Doğu ve Güneydoğu’daki 21 ilden 700 sivil toplum kuruluşunun altına imza attığı metinde, Silvan’daki olayla ilgili en küçük bir eleştiri yer almazken, batı illerinde BDP binalarına yönelik yapıldığı iddia edilen saldırılar şiddetle kınandı.
    Diyarbakır Büyükşehir Belediyesi Resepsiyon Salonu’nda daha çok BDP’ye yakın isimlerin bir araya gelerek yaptığı açıklamaya bölgede faaliyet sürdüren 699 sivil toplum kuruluşu imza attı. Açıklamayı Mazlum-Der Diyarbakır Şube sekreteri Nurettin Bozkurt okudu. Açıklamada, iktidarından muhalefete, ulusal medyadan yayınlanan haberlere kadar eleştiriler yöneltilerek, Silvan olayından sonra batı illerinde meydana gelen hadiseler kınandı. Başbakan Recep Tayyip Erdoğan’ın çatışmadan sonra ‘Bizden iyiniyet beklemesinler’ açıklamasının BDP’yi hedef haline getirildiği iddia edildi. Açıklamada terör örgütü PKK’ya yönelik bir eleştiri ya da çağrı yer almazken, Silvan’daki olay da kınanmadı.
    Bozkurt, 13 askerin şehit olduğu olay sonrası batı illerinde Kürtlere karşı yapılan saldırıları kınadıklarını belirterek, saldırıdan sonra acı olayın etkisiyle tüm Türkiye’nin bir anda alev topuna döndüğünü kaydetti.

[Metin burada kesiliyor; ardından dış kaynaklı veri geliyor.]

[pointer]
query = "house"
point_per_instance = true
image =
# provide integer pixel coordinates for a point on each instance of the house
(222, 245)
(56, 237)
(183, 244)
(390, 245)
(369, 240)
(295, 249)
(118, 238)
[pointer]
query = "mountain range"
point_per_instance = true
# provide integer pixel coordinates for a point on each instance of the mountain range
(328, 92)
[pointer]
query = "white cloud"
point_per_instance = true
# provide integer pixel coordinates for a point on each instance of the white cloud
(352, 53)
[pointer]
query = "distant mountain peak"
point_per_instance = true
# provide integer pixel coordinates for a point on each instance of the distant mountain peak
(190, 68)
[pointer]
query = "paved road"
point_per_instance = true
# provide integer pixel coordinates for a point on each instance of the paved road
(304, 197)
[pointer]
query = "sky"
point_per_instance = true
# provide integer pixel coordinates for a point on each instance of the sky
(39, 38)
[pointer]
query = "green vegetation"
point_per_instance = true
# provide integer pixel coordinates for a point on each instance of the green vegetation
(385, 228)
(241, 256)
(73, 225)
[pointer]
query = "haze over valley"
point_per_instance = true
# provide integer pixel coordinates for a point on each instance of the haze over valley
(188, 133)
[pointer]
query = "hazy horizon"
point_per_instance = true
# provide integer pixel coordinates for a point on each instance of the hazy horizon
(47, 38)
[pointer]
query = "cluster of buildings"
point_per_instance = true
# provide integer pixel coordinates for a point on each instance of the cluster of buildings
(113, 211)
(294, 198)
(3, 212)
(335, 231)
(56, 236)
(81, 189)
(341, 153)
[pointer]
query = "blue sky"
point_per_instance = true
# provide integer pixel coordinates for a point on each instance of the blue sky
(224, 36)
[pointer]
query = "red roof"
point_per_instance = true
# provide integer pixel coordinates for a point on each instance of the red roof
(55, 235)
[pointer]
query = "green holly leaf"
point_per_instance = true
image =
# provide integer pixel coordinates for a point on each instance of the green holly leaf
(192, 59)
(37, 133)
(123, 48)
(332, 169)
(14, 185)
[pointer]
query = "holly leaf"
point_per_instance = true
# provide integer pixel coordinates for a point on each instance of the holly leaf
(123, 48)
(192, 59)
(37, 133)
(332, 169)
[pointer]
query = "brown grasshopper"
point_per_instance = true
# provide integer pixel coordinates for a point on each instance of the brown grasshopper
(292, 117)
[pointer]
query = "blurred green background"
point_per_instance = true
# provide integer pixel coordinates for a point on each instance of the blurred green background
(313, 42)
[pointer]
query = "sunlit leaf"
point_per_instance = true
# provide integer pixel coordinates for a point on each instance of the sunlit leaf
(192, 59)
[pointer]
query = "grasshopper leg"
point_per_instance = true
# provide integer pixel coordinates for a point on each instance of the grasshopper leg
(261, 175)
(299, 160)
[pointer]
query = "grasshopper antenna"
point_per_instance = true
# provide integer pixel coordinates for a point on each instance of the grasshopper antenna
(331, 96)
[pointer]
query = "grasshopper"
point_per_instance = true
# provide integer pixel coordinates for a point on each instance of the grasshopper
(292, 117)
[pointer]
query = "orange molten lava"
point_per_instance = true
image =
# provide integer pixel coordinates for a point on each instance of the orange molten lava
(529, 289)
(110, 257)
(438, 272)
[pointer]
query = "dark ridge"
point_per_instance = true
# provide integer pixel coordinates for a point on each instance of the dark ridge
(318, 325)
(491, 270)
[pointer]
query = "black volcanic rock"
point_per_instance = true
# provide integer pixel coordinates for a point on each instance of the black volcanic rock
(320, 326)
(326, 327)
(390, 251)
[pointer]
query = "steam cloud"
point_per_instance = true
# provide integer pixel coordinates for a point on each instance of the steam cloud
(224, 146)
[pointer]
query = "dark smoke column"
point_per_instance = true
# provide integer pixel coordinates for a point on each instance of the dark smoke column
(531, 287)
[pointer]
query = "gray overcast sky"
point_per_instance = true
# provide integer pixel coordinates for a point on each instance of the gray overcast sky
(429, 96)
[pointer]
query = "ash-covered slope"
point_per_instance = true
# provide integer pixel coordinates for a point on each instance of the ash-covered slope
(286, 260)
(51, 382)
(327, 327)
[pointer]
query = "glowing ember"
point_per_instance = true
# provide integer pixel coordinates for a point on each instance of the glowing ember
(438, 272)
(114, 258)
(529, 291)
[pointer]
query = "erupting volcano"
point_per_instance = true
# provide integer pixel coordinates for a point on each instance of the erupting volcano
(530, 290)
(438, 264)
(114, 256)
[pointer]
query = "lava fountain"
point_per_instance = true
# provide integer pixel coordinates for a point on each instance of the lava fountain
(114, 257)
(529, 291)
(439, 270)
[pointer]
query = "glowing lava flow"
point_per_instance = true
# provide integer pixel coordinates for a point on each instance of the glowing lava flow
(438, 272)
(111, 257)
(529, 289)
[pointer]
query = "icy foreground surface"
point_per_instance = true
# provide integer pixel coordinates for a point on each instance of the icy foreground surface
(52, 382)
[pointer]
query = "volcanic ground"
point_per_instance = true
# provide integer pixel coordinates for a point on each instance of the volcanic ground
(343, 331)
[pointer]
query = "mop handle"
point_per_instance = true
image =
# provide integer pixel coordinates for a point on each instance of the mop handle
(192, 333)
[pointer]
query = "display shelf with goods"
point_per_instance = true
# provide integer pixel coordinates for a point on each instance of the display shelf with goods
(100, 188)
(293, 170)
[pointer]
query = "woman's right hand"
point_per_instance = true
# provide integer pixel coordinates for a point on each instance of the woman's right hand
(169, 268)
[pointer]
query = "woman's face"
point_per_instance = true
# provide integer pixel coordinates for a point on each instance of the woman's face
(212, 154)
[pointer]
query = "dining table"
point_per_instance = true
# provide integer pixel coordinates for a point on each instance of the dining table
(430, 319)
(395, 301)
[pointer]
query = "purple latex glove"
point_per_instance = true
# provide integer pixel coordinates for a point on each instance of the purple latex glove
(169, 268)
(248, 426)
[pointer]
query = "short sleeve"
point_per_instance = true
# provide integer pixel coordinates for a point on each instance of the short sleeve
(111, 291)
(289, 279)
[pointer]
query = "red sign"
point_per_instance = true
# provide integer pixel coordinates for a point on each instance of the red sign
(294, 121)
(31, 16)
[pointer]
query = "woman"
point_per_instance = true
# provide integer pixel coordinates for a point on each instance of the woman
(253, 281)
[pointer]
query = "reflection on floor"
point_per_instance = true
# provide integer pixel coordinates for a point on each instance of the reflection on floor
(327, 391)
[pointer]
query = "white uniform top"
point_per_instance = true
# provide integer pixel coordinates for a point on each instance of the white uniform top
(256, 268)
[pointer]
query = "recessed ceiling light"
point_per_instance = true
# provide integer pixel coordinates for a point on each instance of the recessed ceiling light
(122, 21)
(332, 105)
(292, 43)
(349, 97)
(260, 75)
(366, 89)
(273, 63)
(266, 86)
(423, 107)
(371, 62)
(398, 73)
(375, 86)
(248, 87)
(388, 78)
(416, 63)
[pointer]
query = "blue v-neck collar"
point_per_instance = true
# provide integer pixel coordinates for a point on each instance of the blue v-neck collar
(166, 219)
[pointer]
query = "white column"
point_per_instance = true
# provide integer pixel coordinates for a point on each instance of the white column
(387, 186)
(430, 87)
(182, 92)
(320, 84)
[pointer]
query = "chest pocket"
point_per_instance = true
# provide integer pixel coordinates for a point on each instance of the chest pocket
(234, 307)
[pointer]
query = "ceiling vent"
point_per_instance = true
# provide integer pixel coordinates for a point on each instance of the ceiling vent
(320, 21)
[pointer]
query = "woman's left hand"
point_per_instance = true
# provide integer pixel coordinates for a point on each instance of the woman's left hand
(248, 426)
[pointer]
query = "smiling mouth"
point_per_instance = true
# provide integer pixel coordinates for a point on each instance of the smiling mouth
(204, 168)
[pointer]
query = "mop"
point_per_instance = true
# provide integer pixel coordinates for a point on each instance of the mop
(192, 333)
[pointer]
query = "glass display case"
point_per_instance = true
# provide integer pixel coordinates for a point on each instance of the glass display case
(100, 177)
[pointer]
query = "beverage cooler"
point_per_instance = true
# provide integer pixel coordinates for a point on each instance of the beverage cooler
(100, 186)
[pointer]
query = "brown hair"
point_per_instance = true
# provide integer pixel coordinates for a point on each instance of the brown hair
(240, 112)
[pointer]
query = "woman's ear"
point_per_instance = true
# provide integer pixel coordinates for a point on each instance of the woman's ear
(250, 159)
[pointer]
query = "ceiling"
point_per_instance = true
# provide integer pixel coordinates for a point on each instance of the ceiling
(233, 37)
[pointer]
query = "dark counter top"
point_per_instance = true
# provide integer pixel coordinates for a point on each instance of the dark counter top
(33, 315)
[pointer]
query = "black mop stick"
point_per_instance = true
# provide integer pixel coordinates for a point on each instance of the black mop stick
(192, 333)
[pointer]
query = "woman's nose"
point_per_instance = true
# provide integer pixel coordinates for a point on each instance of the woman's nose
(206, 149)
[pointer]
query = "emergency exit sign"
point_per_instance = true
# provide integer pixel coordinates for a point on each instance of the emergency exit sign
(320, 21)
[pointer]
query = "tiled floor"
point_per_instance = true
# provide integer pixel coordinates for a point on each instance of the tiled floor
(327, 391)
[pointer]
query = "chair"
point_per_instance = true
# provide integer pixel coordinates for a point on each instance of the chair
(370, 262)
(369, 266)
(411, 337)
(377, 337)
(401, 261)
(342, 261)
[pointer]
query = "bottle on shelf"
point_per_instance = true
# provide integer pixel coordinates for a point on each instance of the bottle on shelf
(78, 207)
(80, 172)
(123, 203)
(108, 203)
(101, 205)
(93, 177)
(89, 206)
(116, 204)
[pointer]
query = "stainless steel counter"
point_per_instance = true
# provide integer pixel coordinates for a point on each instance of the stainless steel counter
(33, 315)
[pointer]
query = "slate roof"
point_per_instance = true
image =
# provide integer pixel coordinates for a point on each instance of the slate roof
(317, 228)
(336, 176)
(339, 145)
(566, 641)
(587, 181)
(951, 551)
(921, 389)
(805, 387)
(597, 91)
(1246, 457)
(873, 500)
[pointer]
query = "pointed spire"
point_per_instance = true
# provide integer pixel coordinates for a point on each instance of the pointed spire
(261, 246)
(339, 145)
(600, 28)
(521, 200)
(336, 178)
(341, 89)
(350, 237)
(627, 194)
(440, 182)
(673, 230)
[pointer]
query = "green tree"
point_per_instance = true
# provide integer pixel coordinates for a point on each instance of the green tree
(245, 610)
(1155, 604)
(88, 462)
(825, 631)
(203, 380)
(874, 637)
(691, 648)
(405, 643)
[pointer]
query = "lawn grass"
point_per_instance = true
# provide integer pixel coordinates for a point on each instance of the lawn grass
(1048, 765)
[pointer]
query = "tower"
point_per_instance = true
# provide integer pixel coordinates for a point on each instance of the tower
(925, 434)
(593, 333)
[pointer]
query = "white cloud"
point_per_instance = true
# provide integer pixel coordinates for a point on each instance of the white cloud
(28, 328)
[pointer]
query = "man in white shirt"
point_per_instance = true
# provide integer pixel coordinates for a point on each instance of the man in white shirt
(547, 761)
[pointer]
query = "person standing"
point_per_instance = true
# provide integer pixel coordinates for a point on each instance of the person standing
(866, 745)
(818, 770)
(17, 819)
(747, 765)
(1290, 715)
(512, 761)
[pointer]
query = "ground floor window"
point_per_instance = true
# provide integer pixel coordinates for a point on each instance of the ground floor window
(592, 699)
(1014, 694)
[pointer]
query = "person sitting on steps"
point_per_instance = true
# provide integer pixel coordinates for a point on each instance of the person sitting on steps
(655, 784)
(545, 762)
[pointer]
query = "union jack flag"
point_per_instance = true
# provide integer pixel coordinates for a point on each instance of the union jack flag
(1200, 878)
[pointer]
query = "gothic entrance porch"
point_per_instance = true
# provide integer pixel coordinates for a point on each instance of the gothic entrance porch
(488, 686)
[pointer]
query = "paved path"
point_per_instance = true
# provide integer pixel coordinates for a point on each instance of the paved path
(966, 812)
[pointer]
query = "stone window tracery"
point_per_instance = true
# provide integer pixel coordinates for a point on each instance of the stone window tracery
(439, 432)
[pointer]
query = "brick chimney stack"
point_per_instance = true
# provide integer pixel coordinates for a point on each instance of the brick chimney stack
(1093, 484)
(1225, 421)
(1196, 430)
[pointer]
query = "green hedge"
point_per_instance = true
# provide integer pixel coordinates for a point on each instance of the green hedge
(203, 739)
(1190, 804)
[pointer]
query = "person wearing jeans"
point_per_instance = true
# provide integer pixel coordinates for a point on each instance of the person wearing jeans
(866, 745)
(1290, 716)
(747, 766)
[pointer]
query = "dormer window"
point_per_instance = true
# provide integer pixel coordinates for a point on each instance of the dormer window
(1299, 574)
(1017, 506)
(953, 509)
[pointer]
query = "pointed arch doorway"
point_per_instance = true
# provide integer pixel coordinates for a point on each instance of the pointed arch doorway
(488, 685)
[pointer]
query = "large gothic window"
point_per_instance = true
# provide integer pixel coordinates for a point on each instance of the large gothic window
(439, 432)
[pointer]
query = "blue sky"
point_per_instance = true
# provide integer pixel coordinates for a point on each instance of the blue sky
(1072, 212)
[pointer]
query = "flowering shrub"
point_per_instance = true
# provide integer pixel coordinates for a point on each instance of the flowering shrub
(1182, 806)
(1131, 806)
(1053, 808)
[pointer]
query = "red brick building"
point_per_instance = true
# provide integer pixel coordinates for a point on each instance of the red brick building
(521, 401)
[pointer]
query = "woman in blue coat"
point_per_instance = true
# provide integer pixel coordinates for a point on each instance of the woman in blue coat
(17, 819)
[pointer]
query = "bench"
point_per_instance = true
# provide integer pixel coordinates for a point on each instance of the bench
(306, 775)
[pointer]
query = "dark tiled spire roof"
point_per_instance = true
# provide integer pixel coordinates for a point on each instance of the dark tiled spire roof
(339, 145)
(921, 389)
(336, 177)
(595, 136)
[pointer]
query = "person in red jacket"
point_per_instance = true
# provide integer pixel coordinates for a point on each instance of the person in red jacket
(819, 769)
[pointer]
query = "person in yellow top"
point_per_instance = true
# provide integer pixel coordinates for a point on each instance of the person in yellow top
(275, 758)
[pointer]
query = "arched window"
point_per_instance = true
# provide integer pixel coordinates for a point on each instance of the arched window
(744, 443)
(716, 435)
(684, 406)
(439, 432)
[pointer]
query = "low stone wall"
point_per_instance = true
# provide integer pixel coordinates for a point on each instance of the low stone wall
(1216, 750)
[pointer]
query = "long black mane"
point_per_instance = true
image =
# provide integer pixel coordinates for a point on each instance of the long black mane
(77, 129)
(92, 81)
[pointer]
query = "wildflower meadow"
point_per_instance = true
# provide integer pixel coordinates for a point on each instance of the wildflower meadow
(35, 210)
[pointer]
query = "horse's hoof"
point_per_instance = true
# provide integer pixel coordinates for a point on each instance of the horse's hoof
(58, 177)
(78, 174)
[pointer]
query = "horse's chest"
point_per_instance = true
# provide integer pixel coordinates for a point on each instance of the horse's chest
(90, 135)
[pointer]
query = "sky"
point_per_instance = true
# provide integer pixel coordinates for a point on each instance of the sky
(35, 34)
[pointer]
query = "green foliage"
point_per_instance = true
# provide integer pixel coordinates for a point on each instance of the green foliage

Bozkurt, “Cumhurbaşkanı, hükümet ve bazı muhalefet partilerini temsil eden genel başkanların açıklamaları sonrasında Türkiye’nin batı illerinde Kürtlere, parti binalarına, derneklere, hatta hiçbir siyasi mesajı olmayan sanatçılara yönelik saldırı ve linç girişimleri başladı. Bölgemize ilişkin haberlerin ve olayların tüm çıplaklığıyla ulusal medyada yer almayışını üzüntü ile izliyoruz bu yaklaşım Türkiye’nin çıkarına değil aksine ayrıştırmaya hizmet ediyor.” iddiasında bulundu.
    Silvan’daki olayın oluş biçiminde bir kısım noktaların karanlıkta kaldığını, kuşkulu durumların bulunduğunu anlatan Bozkurt okuduğu açıklamada şu görüşlere yer verdi: “Gerçeğin fotoğrafının tam olarak ortaya çıkmasına yönelik bizce de paylaşılan hassasiyetlerin, en az ulusal medyada yer alan hâkim nitelendirme kadar nazara alınarak olayın araştırılması ve sonuçlarının kamuoyuyla paylaşılması gereğini ortaya koymuştur. Bu araştırmanın hiçbir etki altında kalmadan ve bilgi kirliliğine bulaşmadan salt gerçeğin aydınlatılması sonucunu doğurması, yanlı bir bakış açısı değil, objektif olmayı, ayrıca yargılama makamlarına etki edebilecek kabiliyetteki beyanlardan uzak durmayı gerekli kılmaktadır.”